Prorrata del IVA: Qué es y cómo se aplica

Prorrata del IVA: Qué es y cómo se aplica
David Lobo David Lobo
Publicado el 21 junio, 2026 Actualizado el 9 julio, 2026 10 minutos de lectura

El IVA es uno de los impuestos más habituales en la actividad diaria de empresas y autónomos. Sin embargo, cuando una organización desarrolla actividades que generan derecho a deducir el IVA y otras que no permiten esa deducción, la gestión fiscal puede complicarse considerablemente. En estos casos entra en juego la denominada prorrata del IVA, un mecanismo que determina qué porcentaje del impuesto soportado puede recuperarse.

Aunque se trata de una figura contemplada desde hace años en la normativa tributaria, sigue generando numerosas dudas entre empresas, profesionales y asesorías. Saber cuándo debe aplicarse, cómo se calcula o qué diferencias existen entre la prorrata general y la prorrata especial resulta fundamental para evitar errores en las declaraciones fiscales y cumplir correctamente con las obligaciones tributarias.

En esta guía explicamos qué es la prorrata del IVA, cuándo debe aplicarse, qué tipos existen y cómo afecta a la deducción del impuesto soportado por empresas y autónomos.

¿Qué es la prorrata del IVA?

La prorrata del IVA es un mecanismo fiscal que limita el derecho a deducir el IVA soportado cuando una empresa o profesional realiza simultáneamente actividades que generan derecho a deducción y actividades que no lo generan.

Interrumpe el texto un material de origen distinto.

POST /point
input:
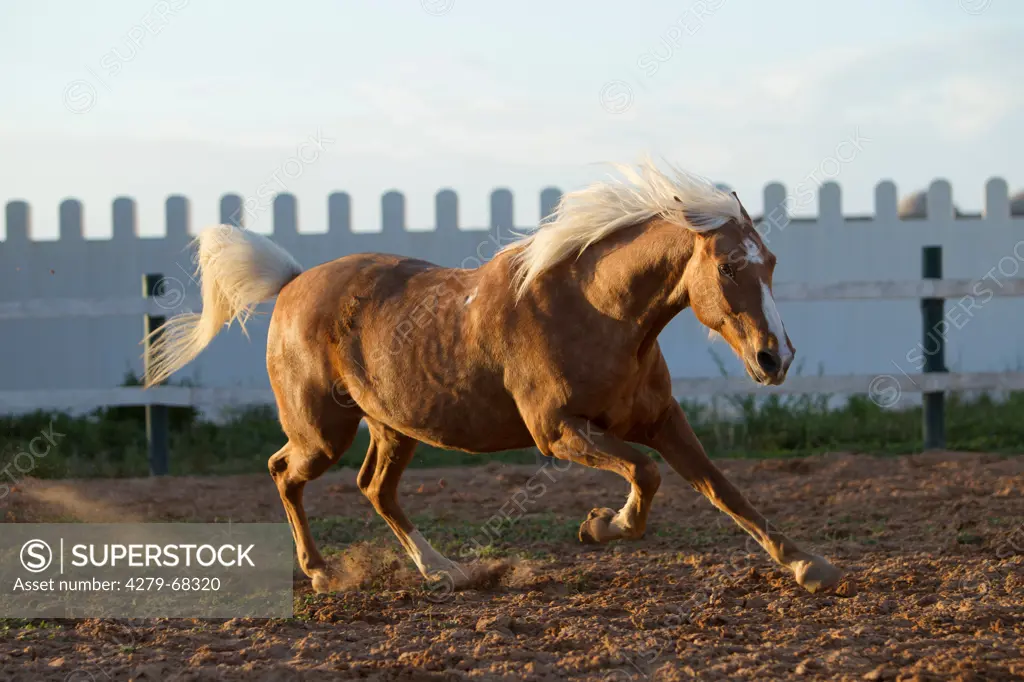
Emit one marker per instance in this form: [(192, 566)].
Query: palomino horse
[(552, 342)]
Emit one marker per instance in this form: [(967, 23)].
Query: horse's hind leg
[(387, 458), (292, 467), (576, 439)]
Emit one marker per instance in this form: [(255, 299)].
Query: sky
[(150, 98)]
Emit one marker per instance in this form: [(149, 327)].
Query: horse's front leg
[(674, 438), (576, 439)]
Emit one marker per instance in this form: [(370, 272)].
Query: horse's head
[(728, 280)]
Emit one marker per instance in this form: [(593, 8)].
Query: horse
[(552, 343)]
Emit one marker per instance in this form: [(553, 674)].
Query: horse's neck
[(637, 275)]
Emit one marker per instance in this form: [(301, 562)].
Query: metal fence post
[(934, 345), (157, 422)]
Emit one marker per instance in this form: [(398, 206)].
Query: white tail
[(239, 269)]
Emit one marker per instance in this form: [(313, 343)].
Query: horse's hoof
[(322, 582), (816, 574), (595, 529)]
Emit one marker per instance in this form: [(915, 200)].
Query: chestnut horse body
[(553, 343)]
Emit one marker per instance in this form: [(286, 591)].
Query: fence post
[(157, 423), (932, 311)]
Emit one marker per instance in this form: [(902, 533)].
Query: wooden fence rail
[(933, 383)]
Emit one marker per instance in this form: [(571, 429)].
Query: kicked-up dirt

En condiciones normales, una empresa puede deducirse el IVA soportado en las compras y gastos relacionados con su actividad económica. Sin embargo, cuando parte de su actividad está exenta de IVA y parte no lo está, no siempre resulta posible recuperar la totalidad del impuesto soportado.

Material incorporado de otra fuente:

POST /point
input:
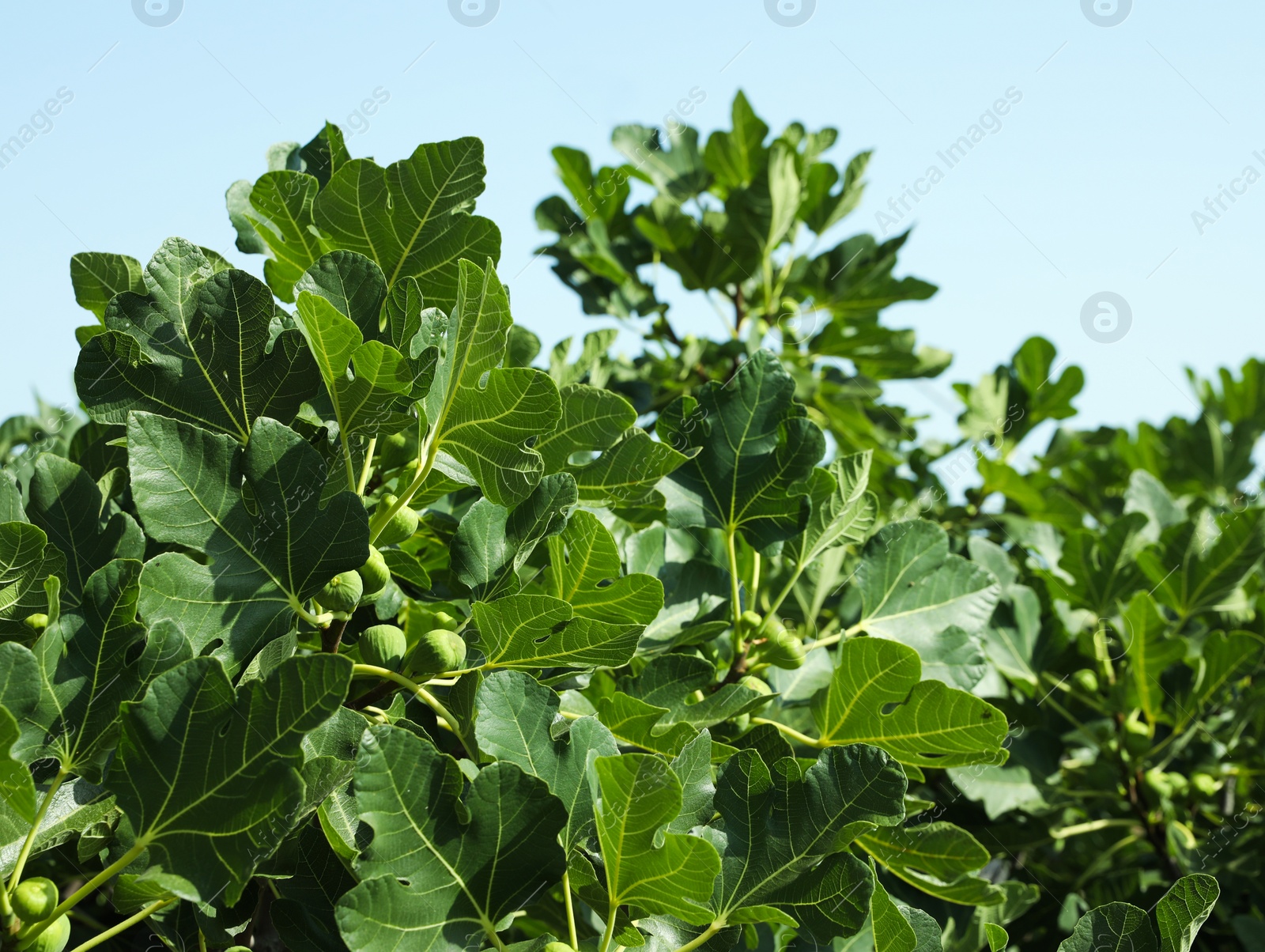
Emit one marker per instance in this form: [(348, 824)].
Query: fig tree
[(54, 939)]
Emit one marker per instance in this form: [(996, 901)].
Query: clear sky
[(1089, 183)]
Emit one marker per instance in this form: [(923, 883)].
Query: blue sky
[(1113, 139)]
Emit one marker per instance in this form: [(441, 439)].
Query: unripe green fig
[(35, 899), (442, 619), (438, 651), (54, 939), (1205, 783), (400, 527), (383, 646), (1138, 736), (780, 648), (342, 593), (756, 684), (373, 574), (394, 451)]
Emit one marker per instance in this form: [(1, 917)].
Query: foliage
[(693, 650)]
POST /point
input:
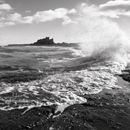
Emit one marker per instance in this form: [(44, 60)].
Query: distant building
[(45, 41)]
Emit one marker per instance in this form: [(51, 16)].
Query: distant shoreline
[(47, 42)]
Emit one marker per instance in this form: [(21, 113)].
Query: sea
[(66, 73)]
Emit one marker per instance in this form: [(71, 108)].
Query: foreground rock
[(104, 111)]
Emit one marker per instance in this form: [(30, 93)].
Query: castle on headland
[(44, 42), (47, 42)]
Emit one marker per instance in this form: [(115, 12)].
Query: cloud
[(5, 6), (111, 9), (28, 11), (43, 16), (4, 24), (116, 8), (49, 15)]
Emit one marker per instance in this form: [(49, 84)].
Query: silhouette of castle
[(45, 41)]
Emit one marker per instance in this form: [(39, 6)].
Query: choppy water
[(67, 87)]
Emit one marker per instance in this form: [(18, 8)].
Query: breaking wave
[(99, 36)]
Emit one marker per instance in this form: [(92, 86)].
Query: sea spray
[(99, 36)]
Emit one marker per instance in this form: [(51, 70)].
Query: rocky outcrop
[(45, 41)]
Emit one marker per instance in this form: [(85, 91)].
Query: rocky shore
[(107, 110)]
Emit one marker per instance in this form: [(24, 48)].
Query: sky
[(26, 21)]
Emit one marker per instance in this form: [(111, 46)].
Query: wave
[(99, 36)]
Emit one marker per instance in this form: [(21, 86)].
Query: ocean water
[(82, 75), (102, 54)]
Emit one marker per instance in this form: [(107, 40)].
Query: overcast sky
[(25, 21)]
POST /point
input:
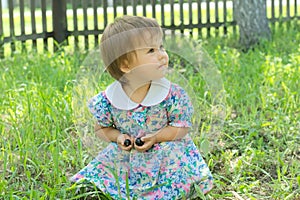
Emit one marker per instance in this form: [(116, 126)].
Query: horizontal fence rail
[(41, 24)]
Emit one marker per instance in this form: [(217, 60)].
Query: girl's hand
[(121, 142), (149, 140)]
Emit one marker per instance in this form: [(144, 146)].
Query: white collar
[(159, 90)]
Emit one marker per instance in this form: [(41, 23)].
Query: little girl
[(146, 119)]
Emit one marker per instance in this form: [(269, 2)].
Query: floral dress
[(169, 170)]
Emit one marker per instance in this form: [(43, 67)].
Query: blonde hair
[(121, 38)]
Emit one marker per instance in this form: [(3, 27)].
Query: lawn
[(253, 154)]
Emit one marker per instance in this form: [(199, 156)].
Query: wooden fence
[(41, 24)]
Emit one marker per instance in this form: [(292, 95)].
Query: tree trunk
[(251, 17)]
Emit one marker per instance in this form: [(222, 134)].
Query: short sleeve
[(180, 109), (100, 107)]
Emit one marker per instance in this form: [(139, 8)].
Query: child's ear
[(125, 66)]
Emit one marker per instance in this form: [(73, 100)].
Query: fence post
[(59, 18)]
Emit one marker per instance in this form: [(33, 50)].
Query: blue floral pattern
[(166, 171)]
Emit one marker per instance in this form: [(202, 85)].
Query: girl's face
[(150, 62)]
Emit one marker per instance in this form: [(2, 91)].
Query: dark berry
[(127, 142), (139, 142)]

La regla de prorrata sirve precisamente para determinar qué porcentaje del IVA puede deducirse en estos casos.

De esta forma, Hacienda busca que la deducción del impuesto sea proporcional a la actividad que realmente genera derecho a recuperar ese IVA.

Además, determinadas operaciones pueden tener implicaciones específicas en materia de tributación, especialmente cuando la empresa realiza operaciones dentro de la Unión Europea. En estos casos, conviene conocer también cómo funciona el IVA intracomunitario y qué obligaciones tiene la empresa.


¿Por qué existe la regla de prorrata?

El objetivo principal de la prorrata es garantizar una correcta aplicación del principio de neutralidad del IVA.

Si una empresa realiza actividades sujetas y no exentas de IVA, puede deducir el impuesto soportado en las compras relacionadas con dichas operaciones. Sin embargo, cuando también desarrolla actividades exentas, surge la dificultad de determinar qué parte de los gastos corresponde a unas actividades y cuáles a otras.

Sin la existencia de la prorrata, una empresa podría deducirse el 100 % del IVA soportado incluso cuando una parte importante de su actividad no genera derecho a deducción.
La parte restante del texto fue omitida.